# Direct image of the structure sheaf by an endomorphism of $\mathbb{P}^2$

Let us take 3 quadratic forms on $$\mathbb{P}^2$$ with no common zero; they define a map $$\pi : \mathbb{P}^2\rightarrow \mathbb{P}^2$$ of degree 4. It is not difficult to see that $$\pi _*\mathscr{O}_{\mathbb{P}^2}\cong \mathscr{O}_{\mathbb{P}^2}\oplus \mathscr{O}_{\mathbb{P}^2}(-1)^3$$. Does anyone know how to write down the algebra stucture of $$\pi _*\mathscr{O}_{\mathbb{P}^2}$$ in terms of this decomposition?

Here's a partial answer for a particular case. I suspect you probably already knew this. (So it is really just a comment, but it is too long for the comment box.)

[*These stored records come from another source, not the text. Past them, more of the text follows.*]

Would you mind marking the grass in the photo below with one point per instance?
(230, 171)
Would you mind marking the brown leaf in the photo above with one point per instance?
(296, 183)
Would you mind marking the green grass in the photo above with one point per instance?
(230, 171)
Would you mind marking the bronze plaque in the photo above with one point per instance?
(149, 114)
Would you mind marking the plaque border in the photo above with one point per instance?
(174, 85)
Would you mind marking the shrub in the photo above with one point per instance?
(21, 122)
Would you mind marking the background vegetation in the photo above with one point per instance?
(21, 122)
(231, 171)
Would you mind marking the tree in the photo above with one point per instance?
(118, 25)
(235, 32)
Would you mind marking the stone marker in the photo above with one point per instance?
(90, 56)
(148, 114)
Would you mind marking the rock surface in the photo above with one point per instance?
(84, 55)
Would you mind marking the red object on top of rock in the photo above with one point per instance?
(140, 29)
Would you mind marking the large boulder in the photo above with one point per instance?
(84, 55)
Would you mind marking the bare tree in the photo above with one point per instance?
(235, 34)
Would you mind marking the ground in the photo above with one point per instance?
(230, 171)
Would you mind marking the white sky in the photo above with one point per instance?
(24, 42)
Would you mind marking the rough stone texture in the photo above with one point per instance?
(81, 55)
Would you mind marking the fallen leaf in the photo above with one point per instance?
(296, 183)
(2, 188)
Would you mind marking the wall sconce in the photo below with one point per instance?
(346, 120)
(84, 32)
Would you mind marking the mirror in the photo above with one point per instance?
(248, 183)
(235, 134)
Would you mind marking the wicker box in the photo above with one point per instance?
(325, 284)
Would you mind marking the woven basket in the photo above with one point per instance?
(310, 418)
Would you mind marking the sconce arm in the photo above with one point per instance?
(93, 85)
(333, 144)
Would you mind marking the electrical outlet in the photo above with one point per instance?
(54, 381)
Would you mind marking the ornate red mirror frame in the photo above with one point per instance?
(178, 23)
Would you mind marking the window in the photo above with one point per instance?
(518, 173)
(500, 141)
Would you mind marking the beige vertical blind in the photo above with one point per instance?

If the polynomials are $$x_0^2, x_1^2, x_2^2$$, and the characteristic is not 2, then in affine coordinates the cover $$\pi$$ is $$y_1=x_1^2, y_2=x_2^2$$. So it is Galois, with Galois group $$G=(\mathbb{Z}/2)^2$$. You can then break up $$\pi_*\mathcal{O}_{\mathbb{P}^2}$$ using 4 characters of $$G$$, which I'll label $$1, \sigma_1,\sigma_2,\sigma_1\sigma_2$$. The last 3 corresponds to the involutions $$(x_1\mapsto -x_1)$$, $$( x_2\mapsto -x_2)$$ and, I'm guessing $$(x_0\mapsto -x_0)$$. The invariant part of $$\pi_*\mathcal{O}$$ is just $$\mathcal{O}$$, and the remaining isotypic factors are isomorphic to $$\mathcal{O}(-1)$$. Under the identification $$\Gamma((\pi_*\mathcal{O})(1))\cong \Gamma(\mathcal{O}(2))$$ coming from the projection formula, the sections coming from the $$\mathcal{O}(-1)$$ factors correspond to $$x_1^2,x_2^2, x_0^2$$ (modulo the guess above). Let me label the factors accordingly by $$1,2,0$$. You presumably want the multiplication table. I'm guessing, for instance, $$\mathcal{O}(-1)_{i}\otimes \mathcal{O}(-1)_{i}\to \mathcal{O}$$ is $$\mathcal{O}(-1)_{i}\otimes \mathcal{O}(-1)_{i}\cong \mathcal{O}(-2)\stackrel{x_i^2}{\to} \mathcal{O}$$ Etc.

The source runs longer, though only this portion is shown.